Consider the lowly peanut. It’s fed to squirrels and elephants. It’s long been a staple of cheap ballpark fare and it’s also been used to describe a gallery of inexpensive vaudeville seats containing rowdy hecklers. Yet for nearly 60 years, it served as the centerpiece of Monmouth College’s most elegant social event of the year—Peanut Night.

The origins of the strange but wildly popular tradition can be traced to the year 1868, thanks to the reminiscences of Russell Graham, an early professor in the social sciences who also served as the college’s vice president and treasurer. Graham, who was a Monmouth sophomore at the time of Peanut Night’s inception, wrote a vivid account of its history for a 1911 edition of the Monmouth College student newspaper.

By that year, the tradition had reached a pinnacle of sophistication, with two elegant dinners held on the evening of November 9—one in the banquet hall of the Colonial Hotel on East Broadway and the other in the magnificent new college building, Wallace Hall.

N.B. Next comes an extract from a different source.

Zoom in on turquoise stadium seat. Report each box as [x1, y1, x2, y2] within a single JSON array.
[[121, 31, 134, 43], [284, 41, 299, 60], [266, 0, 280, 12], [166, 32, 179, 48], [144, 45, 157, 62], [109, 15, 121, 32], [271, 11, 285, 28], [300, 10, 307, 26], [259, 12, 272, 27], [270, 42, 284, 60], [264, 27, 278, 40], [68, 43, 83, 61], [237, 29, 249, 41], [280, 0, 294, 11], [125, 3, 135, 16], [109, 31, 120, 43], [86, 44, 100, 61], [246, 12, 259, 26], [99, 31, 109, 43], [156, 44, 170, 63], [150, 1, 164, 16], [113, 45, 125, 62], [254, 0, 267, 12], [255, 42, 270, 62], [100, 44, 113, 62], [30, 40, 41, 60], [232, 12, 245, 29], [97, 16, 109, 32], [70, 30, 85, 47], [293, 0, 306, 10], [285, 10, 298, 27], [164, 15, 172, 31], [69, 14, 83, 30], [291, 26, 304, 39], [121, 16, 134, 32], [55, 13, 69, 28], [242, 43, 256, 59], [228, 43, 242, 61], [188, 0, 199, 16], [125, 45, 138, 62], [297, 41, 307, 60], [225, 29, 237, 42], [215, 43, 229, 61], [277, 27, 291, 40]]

The Monmouth Republican-Atlas described the hotel event, attended by 130 college men and women in formal attire:

“The early part of the evening was spent in a reception and music …The spacious parlors and second story porch were well decorated in Japanese lanterns and other similar effects. Features of the musical were selections by William Lytle and Miss Hazel Pearce on the piano and readings by Miss Jean Robinson.

“It was nearly 9 o’clock when the guests repaired to the banquet room, the entire hotel dining room being turned over for this function. Its interior was a veritable bower of beauty, the same general Japanese effect being used. The society colors of old gold and red were used profusely as well as large clusters of chrysanthemums.”

On the menu were Tomato Cream, Baked White Fish, Roast Young Turkey and, naturally, Salted Peanuts! The dinner on campus featured a similarly elegant spread, including peanuts.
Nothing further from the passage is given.